1)鎮守の森・自然エネルギーコミュニティ構想
2)鎮守の森セラピー(鎮守の森・森林療法)
3)祭りと地域再生・活性化
1)は、東日本大震災や原発事故をへて、今後はできるだけローカルな地域に根ざした「分散型のエネルギーシステム」を作っていくことが大きな課題であることを踏まえ、自然と一体となった地域コミュニティの拠点であった「鎮守の森」と自然エネルギー拠点整備とを結びつけ、ローカル・コミュニティの活性化を図っていくという趣旨のもので、現在すでにいくつかの具体的プロジェクトを進めています。
これは、自然エネルギーという現代的課題と、自然信仰とコミュニティが一体となった伝統文化を結びつけたものとして、日本が世界に対して発信できるビジョンとなりうる可能性をもっていると私たちは考えています。
2)は、人間にとって緑や自然との関わりが、心身の健康や精神的充足にとって大きな意味をもつことを踏まえ、いわゆる森林療法や、地域の高齢者や子どもなどが様々な交流や健康増進活動などを行う場として、鎮守の森を積極的に活用しこうというものです。
3)は、最近若い世代が「ローカルなもの」への志向や関心を強めていることや、「祭り」が盛んな地域において若者のUターンや定着が多いとの指摘があることを踏まえ、祭りのもつ現代的な意義や、伝統文化や歴史性・風土性と一体になった地域再生・活性化のあり方を探求していくものです。
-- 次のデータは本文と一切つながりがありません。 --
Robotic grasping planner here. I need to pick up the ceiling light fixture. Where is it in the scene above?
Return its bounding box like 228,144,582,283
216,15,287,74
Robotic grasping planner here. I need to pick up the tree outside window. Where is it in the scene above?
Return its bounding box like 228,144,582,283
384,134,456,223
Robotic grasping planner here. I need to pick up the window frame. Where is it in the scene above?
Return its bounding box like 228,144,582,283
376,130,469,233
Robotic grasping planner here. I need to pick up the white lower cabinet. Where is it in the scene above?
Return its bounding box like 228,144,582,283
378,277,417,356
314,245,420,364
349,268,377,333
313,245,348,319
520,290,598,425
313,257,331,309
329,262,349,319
そこでは、地域再生といった公共政策的・社会科学的研究と民俗学的・宗教学的研究との接合といった視点も重要になってくると思われます。
上記のほか、高齢化や社会の成熟化の中で、死生観やターミナルケアへの関心が高まっていることを踏まえ、「鎮守の森ホスピス」とも呼ぶべき、鎮守の森と死生観・ターミナルケアをつなぐ試みについても吟味していく予定です。
また、以上のような地域に根ざした具体的・個別的な研究テーマや活動と併せて、より広く、これからの時代の生命観や「地球倫理」とも呼ぶべき価値原理、コミュニティ経済あるいは経済の地域内循環、「緑の福祉国家」(ないしエコソーシャルな資本主義)等々といった、価値や社会システム、公共政策に関わるより普遍的なテーマについても探求していきたいと考えています。